Lundi 1er juillet 2013 :


 


Quel est le budget des grands Etats dans le monde ?


Le budget du Danemark est de 57,5 % du PIB.


Le budget de la France est de 56,5 % du PIB.


Le budget de la Finlande est de 56,2 % du PIB.


Le budget de la Belgique est de 53,6 % du PIB.


Le budget de l’Autriche est de 51,1 % du PIB.


Le budget de l’Italie est de 50,7 % du PIB.


Le budget du Royaume-Uni est de 45,5 % du PIB.


Le budget de l’Allemagne est de 44,7 % du PIB.


Le budget des Etats-Unis est de 39,4 % du PIB.


 


http://www.lesechos.fr/economie-politique/france/actu/0202716743936-niveau-des-prelevements-et-des-depenses-publiques-la-france-dans-les-15-premiers-sur-187-pays-559983.php


 


Quel est le futur budget de l'Union Européenne ?


 


Pour la période 2007-2013, le budget de l'Union Européenne était au niveau ridicule de 1,10 % du PIB de l'Union Européenne.


 


Pour la période 2014-2020, les bisounours fédéralistes voulaient que le budget de l'Union Européenne augmente. Le samedi 19 novembre 2011, les bisounours fédéralistes ont demandé
que le budget passe à 1,11 % du PIB, soit 1083,3 milliards d'euros.


 


Mais neuf pays - Autriche, Danemark, Allemagne, Finlande, France, Italie, Pays-Bas, Suède et Royaume-Uni -, ont rejeté cette proposition jugée trop élevée dans un contexte de
rigueur généralisée.


 


http://www.20minutes.fr/economie/826126-budget-2012-europe-impose-rigueur


 


Résultat : pour la période 2014-2020, le budget de l'Union Européenne sera en baisse !


 


Pour la période 2014-2020, le budget de l'Union Européenne baissera au niveau minable de 1 % du PIB de l'Union Européenne, soit 960 milliards d'euros !


 


Je dis bien : 1 % du PIB !


 


http://www.lepoint.fr/economie/ue-le-budget-2014-2020-approuve-par-les-dirigeants-europeens-28-06-2013-1686778_28.php


 


Conclusion : l'Union Européenne accueillera de plus en plus de pays très pauvres, et elle aura un budget de plus en plus faible !


 


L'Union Européenne n'est qu'un gigantesque château de cartes.


 


 


Et le vent qui se lève va le faire s'effondrer.

Pierre Sarton du Jonchay 01/07/2013 23:05



La déconnexion totale en Europe entre la responsabilité budgétaire et la responsabilité monétaire est absolument intenable. La zone euro va se désintégrer ou devenir une dictature financière.
D'ailleurs la zone euro est un simulacre politique en désintégration.

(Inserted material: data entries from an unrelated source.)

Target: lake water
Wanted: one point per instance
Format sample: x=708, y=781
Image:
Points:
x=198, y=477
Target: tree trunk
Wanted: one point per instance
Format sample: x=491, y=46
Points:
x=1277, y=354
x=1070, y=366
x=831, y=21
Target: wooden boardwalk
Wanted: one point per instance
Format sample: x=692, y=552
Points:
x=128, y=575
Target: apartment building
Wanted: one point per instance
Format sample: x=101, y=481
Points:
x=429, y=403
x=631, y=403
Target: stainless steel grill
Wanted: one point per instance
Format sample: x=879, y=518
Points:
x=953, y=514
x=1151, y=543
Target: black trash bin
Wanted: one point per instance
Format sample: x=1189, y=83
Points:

Plus fondamentalement, c'est le système de la monnaie sans état qui se désintègre. Les Etats-Unis n'ont d'état que le nom. Le niveau de dépense publique aux Etats-Unis est dérisoire par rapport
au risque systémique de la zone dollar. Le système euro-dollar est en lévitation : l'économie réelle n'est plus calculable par la monnaie.



BA 25/04/2013 10:57


Ah, la soi-disant "solidarité européenne" ...


 


Dans les paroles, la "solidarité européenne", ça existe.


 


Mais ça, c'est du pipeau pour les bisounours.


 


Dans le monde réel, les pays européens riches veulent que le budget de l'Union Européenne baisse pour la période 2014-2020 !


 


Dans le monde réel, les pays européens riches ne veulent même pas solder les impayés de 2012 !


 


Union Européenne/Budget 2014-2020 : huit pays riches renâclent à solder les impayés de 2012.


 


Huit pays riches de l'UE ont émis lundi de sérieuses réserves sur la rallonge de 11,2 milliards d'euros demandée pour solder les impayés de 2012, au risque d'hypothéquer les
chances d'accord avec le Parlement européen sur le budget pour la période 2014-2020.


 


Le président du Parlement européen, Martin Schulz, a averti qu'aucune négociation sur le budget pluriannuel 2014-2020 ne serait engagée avec les Etats tant que les remboursements
dus au titre de 2012 n'auront pas été soldés.


 


"Nous ne sommes pas les seuls à penser que la somme de 11,2 milliards d'euros est trop élevée", a lancé le ministre britannique des Affaires européennes David Lidington au cours
d'un débat avec ses homologues de l'UE à Luxembourg.


 


"Je suis tout à fait d'accord. Nous ne sommes pas du tout convaincus que nous ayons besoin de 11,2 milliards", a renchéri son homologue néerlandais.


 


"Ce montant doit être vérifié et étayé par des preuves", a insisté le chef de la diplomatie allemande Guido Westervelle.


 


Une position partagée par la Finlande, l'Autriche, la Suède, le Danemark et la France. Ces huit pays sont tous contributeurs nets au budget européen.


 


http://www.romandie.com/news/n/UEBudget_2014_2020_huit_pays_riches_renaclent_a_solder_les_impayes_de_201267220420131259.asp


 


Et il reste encore des bisounours qui croient encore à l'Europe fédérale ?


 


Il en reste encore ?


 


Mais qui croit encore à l'Europe fédérale, aujourd'hui ?


 


Qui ?

Pierre Sarton du Jonchay 25/04/2013 14:15



Bonnes questions. Les mots ont-ils un sens en Europe ?



Matthieu 30/03/2013 18:07


"Entre deux marchés régis par des lois nationales différentes matérialisées par une monnaie propre, le change d’une monnaie dans l’autre mesure la valeur relative du travail selon les lois
effectivement appliquées par les nations."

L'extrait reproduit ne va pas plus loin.